Each source is then linked to its origin and presented to the end-user in a table that can be investigated and downloaded. This new way of searching for information allows a higher level of confidence in any answer provided, backed by the ability to verify. Both of these tools can ensure that AI-generated responses are not only accurate but also easily verifiable by users, providing an additional layer of confidence in the AI’s outputs.

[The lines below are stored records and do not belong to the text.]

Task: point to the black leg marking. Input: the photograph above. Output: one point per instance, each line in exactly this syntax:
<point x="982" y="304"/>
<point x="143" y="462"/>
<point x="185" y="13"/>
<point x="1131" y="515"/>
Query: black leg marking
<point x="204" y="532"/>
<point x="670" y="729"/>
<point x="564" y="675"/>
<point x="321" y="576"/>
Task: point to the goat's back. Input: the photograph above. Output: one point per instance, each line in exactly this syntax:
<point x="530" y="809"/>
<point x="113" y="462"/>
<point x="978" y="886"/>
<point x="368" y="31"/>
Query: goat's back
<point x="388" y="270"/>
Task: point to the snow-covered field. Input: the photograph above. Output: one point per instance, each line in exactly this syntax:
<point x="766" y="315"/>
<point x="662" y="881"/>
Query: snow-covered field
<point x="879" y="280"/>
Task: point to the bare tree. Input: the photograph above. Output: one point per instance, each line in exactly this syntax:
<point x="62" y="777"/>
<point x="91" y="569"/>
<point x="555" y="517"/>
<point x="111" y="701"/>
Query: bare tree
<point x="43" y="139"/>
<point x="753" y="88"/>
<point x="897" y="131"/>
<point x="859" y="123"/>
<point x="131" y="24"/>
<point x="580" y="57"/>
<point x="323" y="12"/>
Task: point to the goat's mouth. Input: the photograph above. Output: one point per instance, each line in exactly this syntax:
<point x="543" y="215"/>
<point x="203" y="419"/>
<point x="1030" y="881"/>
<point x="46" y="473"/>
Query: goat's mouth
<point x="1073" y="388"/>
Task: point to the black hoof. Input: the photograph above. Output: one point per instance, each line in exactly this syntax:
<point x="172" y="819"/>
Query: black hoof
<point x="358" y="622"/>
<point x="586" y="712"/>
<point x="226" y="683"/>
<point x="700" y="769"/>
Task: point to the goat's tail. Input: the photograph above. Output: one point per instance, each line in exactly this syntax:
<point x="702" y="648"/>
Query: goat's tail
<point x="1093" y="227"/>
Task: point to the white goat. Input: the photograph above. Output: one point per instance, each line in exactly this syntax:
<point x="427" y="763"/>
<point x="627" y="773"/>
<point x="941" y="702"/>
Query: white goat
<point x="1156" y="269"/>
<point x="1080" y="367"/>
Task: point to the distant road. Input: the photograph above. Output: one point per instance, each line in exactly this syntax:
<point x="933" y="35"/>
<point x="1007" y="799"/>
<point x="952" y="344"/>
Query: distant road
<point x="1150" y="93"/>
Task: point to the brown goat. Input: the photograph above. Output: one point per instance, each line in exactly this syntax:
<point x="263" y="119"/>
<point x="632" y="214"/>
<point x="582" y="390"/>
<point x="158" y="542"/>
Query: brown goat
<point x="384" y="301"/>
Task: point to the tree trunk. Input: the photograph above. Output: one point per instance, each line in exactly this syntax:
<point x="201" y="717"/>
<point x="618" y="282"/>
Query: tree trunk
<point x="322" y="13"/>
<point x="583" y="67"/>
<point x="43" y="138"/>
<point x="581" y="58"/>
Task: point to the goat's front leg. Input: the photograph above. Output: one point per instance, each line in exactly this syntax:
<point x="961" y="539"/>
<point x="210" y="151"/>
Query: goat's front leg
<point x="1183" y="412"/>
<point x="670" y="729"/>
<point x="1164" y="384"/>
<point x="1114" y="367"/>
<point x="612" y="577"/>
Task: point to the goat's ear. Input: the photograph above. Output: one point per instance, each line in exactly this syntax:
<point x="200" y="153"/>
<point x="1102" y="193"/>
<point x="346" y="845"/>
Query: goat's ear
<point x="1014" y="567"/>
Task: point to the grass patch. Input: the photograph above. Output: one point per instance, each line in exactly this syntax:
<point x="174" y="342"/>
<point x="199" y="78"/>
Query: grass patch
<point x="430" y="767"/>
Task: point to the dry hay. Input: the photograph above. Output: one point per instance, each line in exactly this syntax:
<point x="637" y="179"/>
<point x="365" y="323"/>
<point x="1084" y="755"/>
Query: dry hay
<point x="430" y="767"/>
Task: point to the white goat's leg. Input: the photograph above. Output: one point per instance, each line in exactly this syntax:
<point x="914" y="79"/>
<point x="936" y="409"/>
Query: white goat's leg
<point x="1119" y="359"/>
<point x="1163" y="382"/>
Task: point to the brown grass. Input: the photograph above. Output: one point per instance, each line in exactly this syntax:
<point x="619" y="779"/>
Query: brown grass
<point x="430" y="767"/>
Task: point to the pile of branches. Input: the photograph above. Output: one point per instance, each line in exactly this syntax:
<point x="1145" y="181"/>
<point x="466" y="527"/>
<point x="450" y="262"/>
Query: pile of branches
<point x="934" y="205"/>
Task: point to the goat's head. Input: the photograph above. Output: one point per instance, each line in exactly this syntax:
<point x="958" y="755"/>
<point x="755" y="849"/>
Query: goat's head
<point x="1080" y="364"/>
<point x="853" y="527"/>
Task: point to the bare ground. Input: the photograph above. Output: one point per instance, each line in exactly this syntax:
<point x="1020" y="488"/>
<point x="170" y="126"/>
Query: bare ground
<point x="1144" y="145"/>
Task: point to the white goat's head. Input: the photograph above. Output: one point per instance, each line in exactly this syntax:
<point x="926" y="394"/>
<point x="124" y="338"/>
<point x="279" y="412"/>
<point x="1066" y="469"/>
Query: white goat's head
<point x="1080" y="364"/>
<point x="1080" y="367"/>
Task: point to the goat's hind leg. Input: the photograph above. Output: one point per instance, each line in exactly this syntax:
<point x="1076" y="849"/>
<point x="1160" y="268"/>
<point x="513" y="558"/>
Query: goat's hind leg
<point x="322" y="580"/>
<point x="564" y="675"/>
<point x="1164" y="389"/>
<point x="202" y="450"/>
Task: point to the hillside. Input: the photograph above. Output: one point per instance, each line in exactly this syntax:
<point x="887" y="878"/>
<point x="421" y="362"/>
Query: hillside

But even minimizing poor answers through RAG improvements or shifting to a line-by-line reading isn’t always enough here. In these scenarios, a ‘trust but verify” model can be implemented – where users can easily and confidently verify the answers that AI provides them. One way to implement this is through an AI verification framework that runs every AI-generated response through custom rules to determine validity – which the user can then verify at a glance. For example, when the AI references quotes from a source document, it pulls out quotes from the document and the validation framework. We might call this a sanity check.
Mechanical Magistrates
This is just the beginning for legal, generative AI. As this technology evolves, Eve’s Madheswaran suggests that we can expect continuous improvements in quality and trustworthiness. Enhancements will come through additional verification rules, better retrieval processes and so on.
In the meantime, would you be happy to go up against a judge of the land if it were a mechanical magistrate that based its decision-making upon a wholly digitized information analytics process? Perhaps not, so then, don’t drink and drive or go over the speed limit and remember to pay for all your items at the supermarket self-checkout, right?